Las Vegas Shooter Lost "Significant Amount Of Wealth" And Was Depressed, Sheriff Says

Stephen Paddock had been losing money in recent years and "that may have a determining effect in why he did what he did," the Las Vegas sheriff said.

The gunman who rained down bullets on a Las Vegas music festival, killing 58 people and injuring nearly 500 others had lost significant sums of money, feared it would cost him his status, and suffered bouts of depression, the city's sheriff said.

The hints at Stephen Paddock's mindset are among the leads investigators are continuing to follow one month after gunfire caused the worst mass shooting in modern US history.

But key questions remain unanswered, Las Vegas Sheriff Joseph Lombardo said in an hour-long interview this week with a local CBS reporter, and authorities are hoping to learn more through profiling the gunman's personality, interviewing his girlfriend, and completing an autopsy.

In the interview, Lombardo offered new theories on the shooter's state of mind. FBI profilers are still working on their analysis, but preliminary findings suggested a narcissistic personality and that he had been going through bouts of depression, Lombardo said.

Paddock had found financial success first as an accountant, then through real estate. He was known at many of the Vegas casinos for gambling thousands of dollars, and his brother described him as a wealthy and generous man.

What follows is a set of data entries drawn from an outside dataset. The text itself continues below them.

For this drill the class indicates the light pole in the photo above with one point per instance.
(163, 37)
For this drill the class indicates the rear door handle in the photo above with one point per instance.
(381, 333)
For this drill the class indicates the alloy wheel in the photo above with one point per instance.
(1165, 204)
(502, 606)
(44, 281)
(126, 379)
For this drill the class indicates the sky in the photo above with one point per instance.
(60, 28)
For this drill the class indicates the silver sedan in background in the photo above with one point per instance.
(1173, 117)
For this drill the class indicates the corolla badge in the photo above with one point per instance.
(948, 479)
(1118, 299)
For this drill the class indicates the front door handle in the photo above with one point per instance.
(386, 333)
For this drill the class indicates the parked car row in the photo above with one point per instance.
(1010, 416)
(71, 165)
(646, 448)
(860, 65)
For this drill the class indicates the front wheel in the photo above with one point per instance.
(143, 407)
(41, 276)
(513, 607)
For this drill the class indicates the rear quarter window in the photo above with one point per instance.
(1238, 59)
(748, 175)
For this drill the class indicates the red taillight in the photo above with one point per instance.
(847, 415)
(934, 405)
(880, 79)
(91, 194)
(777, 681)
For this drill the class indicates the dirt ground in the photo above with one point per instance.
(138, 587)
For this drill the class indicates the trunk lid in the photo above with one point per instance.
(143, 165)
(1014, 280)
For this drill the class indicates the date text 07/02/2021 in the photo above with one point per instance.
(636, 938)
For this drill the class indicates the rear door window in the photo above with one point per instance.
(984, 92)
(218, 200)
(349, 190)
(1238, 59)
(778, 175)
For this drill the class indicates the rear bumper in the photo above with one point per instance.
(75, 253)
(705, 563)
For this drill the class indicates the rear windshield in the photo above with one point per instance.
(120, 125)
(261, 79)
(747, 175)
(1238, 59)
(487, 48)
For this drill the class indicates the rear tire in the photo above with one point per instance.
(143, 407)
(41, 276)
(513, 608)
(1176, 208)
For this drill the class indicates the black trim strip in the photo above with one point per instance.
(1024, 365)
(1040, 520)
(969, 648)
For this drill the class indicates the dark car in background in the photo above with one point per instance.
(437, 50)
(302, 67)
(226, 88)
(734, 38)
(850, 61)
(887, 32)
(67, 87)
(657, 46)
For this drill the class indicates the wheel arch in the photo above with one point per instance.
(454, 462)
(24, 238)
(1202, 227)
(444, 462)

But, Lombardo said, Paddock's fortunes had fallen starting in 2015. He "lost a significant amount of wealth," Lombardo said, which may have contributed to his later actions.

"This individual was status-driven, based on how he liked to be recognized in the casino environment, and how he liked to be recognized by his friends and family," Lombardo said. "Obviously that was starting to decline in a short period of time, and that may have a determining effect in why he did what he did."

Something also seems to have happened in 2016, Lombardo added. A longtime gun enthusiast, Paddock that year began to amass an arsenal.

The sheriff repeated what has become a refrain since the shooting: Some questions may never be answered.

"We haven’t had that one salient point, that trigger point to identify what made him snap," he said.

The gunman's girlfriend, Marilou Danley, continues to be interviewed by investigators for any details that may provide answers. Paddock was actively concealing his plans, Lombardo said, but the sheriff added he personally finds it hard to believe that she was entirely unaware of his weapons purchases and intent.

“You would think Ms. Danley would have some information associated with that,” Lombardo said. “Currently, we haven’t been able to pull it out of her, if she has it in her.”

A medical examiner is also assessing Paddock's brain to see if there are any physical signs of a mental defect.

"I actually hope we find something in the pathology of his brain to help us understand this," the sheriff said.

In spite of conspiracy theories, Lombardo said investigators continue to believe Paddock acted alone. Surveillance cameras do not show him in the company of any other person, the sheriff said. All of the night's gunfire — minus an accidental discharge by a sheriff's deputy — came from Paddock's guns. And there are no signs he was connected with any radical group or ideology, Lombardo said.

"He did make a statement, and I don’t know who it was to, that he was happy with [President] Trump because the stock market was doing well," Lombardo said. "But that’s the only thing we know that referenced politics."

The shooting wouldn't have required any special knowledge or skills with weapons, Lombardo added, though it does seem that Paddock spent time planning his actions.

"The fact that you have a psychotic individual, a crazed individual in possession of a high-capacity firearm shooting into a crowd," he said, "it's fairly simple."